Since its first use by Ungerstedt in the late 1960s (Ungerstedt, 1968), the utilization of the catecholaminergic neurotoxin 6-hydroxydopamine (6-OHDA) to experimentally destroy dopaminergic neurons in the brain has been well documented and is regarded as the gold standard for studying mesencephalic dopamine (DA)-containing neurons (Schwarting and Huston, 1996a, Schwarting and Huston, 1996b, Glinka et al., 1997, Blum et al., 2001, Deumens et al., 2002). By stereotaxically introducing 6-OHDA into individual components of the nigrostriatal pathway, we have gained enormous insight into the neuroanatomical, neurochemical, and electrophysiological parameters of DA-containing neurons and their interaction with other systems. The most common application of this toxin is the creation of a unilateral lesion in mesencephalic DA neurons or their ascending fibers, which will result in a loss of target striatal DA, or into the striatum directly. Consequently, the efficacy of a 6-OHDA unilateral lesion can be demonstrated by DAergic compounds, such as apomorphine or amphetamine (Ungerstedt and Arbuthnott, 1970). The number of apomorphine-induced turns per hour has been directly correlated to the extent of DA loss when 6-OHDA is injected into the medial forebrain bundle (Hudson et al., 1993). This strategy has been proven to be an invaluable tool in studying how diseases, such as PD, may encroach upon the nigrostriatal pathway and how experimental manipulation of this system may provide clues for possible clinical intervention.

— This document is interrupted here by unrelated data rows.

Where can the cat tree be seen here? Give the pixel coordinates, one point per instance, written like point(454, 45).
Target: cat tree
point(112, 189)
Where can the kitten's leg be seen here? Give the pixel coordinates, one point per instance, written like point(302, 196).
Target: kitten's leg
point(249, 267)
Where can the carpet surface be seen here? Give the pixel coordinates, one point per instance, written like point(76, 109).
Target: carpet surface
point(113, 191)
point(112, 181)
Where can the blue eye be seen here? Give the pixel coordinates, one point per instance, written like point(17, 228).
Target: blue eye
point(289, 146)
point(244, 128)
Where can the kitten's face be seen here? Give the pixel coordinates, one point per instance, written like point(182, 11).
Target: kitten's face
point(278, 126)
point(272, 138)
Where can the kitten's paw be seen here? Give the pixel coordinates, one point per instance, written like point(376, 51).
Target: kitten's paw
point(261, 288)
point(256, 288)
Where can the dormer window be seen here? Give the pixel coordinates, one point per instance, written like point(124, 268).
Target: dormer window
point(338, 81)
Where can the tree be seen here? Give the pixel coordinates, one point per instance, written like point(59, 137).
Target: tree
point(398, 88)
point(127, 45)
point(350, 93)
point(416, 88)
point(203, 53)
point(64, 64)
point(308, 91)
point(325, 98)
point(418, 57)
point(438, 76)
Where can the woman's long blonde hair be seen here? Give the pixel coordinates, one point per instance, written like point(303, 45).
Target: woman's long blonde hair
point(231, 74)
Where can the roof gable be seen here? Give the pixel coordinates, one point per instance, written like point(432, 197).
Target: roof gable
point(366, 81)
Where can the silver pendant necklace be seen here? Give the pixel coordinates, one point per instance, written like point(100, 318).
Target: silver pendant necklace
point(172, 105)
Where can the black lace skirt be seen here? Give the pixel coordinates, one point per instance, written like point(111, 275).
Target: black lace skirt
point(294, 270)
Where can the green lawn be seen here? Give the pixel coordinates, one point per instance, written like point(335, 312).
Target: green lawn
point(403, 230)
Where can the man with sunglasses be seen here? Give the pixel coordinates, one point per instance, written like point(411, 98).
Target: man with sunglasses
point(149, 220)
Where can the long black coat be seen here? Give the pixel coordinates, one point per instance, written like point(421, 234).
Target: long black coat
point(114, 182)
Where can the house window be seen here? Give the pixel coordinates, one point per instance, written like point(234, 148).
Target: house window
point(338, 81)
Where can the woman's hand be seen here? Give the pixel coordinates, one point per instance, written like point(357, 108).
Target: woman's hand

For this study, we hypothesize that minocycline will reduce the number of lesioned nigral dopaminergic cells and will reduce the number of apomorphine-induced rotations in rats when administered prior to or after receiving a unilateral 6-OHDA lesion. In order to test the preventive effects of this drug, daily intraperitoneal injections of saline or minocycline were initiated 3 days prior to neurotoxic lesioning and continued for 4 weeks postlesioning. We also assessed the rescue effects of minocycline by administering the drug (as well as saline control counterparts) 24 h following 6-OHDA lesioning and continuing for 4 weeks after surgery. In order to obtain behavioral evidence of the neuroprotective properties of this tetracycline, weekly apomorphine-induced rotational behavior was assessed on all subjects, and histological analysis of surviving dopaminergic neurons was performed following sacrifice of all animals.